Getting the start of HTML pages right
We will begin at the start, which seems the logical place to start. Let's consider the opening elements of an HTML page and ensure we fully understand all the essential component parts.
Like so many things with the web, remembering the exact syntax of each thing inside the head
section is not particularly important. Understanding what each thing is for is important, however. I generally copy and paste the opening code each time, or have it saved in a text snippet, and I would recommend you do too.

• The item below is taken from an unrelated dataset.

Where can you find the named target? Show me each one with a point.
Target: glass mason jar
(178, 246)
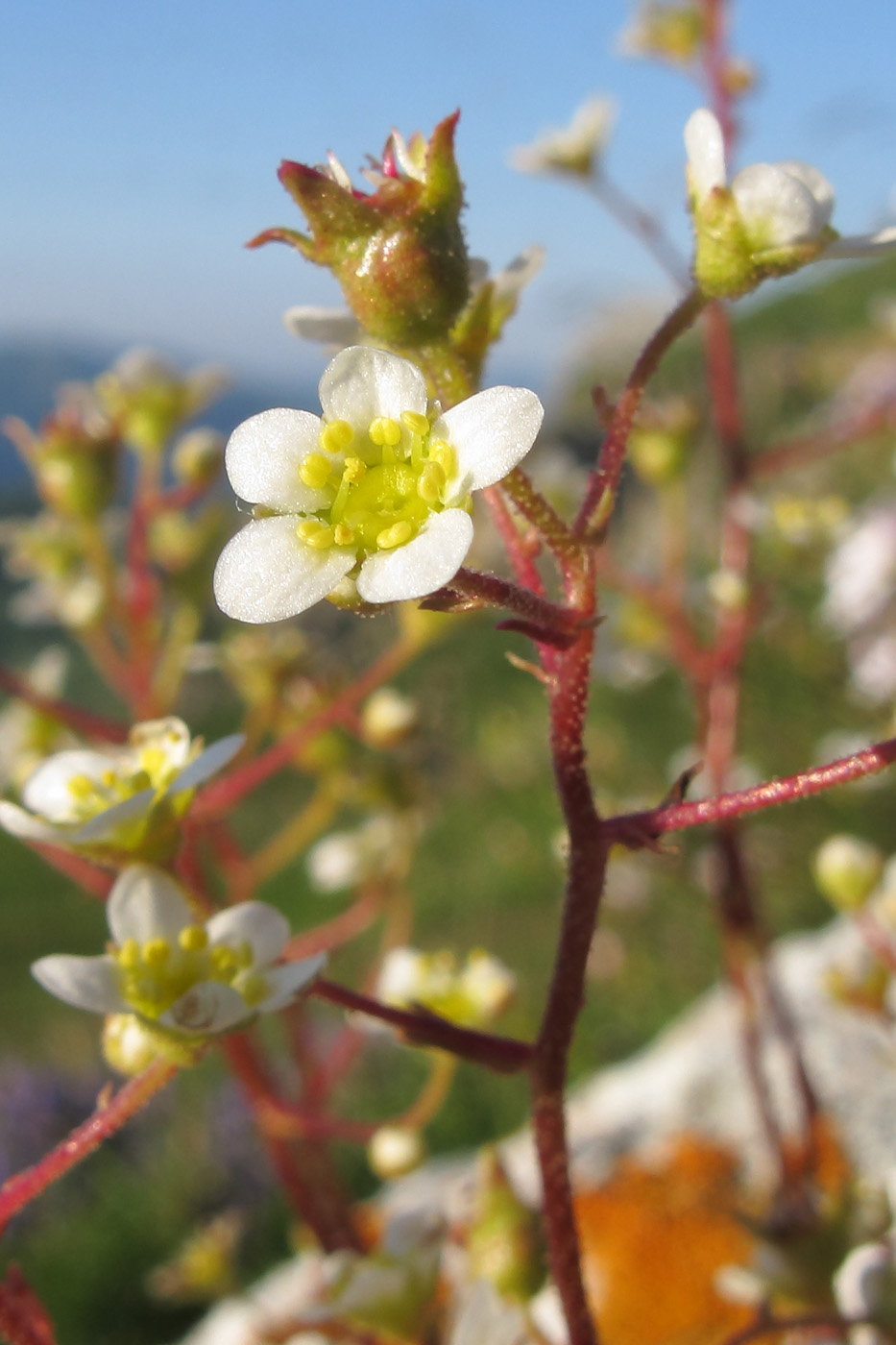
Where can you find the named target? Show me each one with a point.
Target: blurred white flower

The first few lines of an HTML page should look something like this:
<!DOCTYPE html>
<html lang="en">
<head>
<meta charset="utf-8" />
The doctype
So, what do we actually have there? First of all, we opened our document with the HTML5 Doctype declaration:
<!DOCTYPE html>
If you're a fan of lowercase, then <!doctype html>
is just as good. It makes no difference.
The html tag and lang attribute
After the Doctype declaration, we open the html
tag; the first and therefore root tag for our document. We also use the lang
attribute to specify the language for the document, and then we open the <head>
section:
<html lang="en">
<head>
Specifying alternate languages
According to the W3C specifications (http://www.w3.org/TR/html5/dom.html#the-lang-and-xml:lang-attributes), the lang
attribute specifies the primary language for the element's contents and for any of the element's attributes that contain text. You can imagine how useful this will be to assistive technology such as screen readers. If you're not writing pages in English, you'd best specify the correct language code. For example, for Japanese, the HTML tag would be <html lang="ja">
.
For a full list of languages, take a look at http://www.iana.org/assignments/language-subtag-registry.
Character encoding
Finally, we specify the character encoding, which in simple terms tells the browser how to parse the information contained within. As the meta
tag is a void element, it doesn't require a closing tag:
<meta charset="utf-8" />
Unless you have a good reason to specify otherwise, the value for the charset is always utf-8
.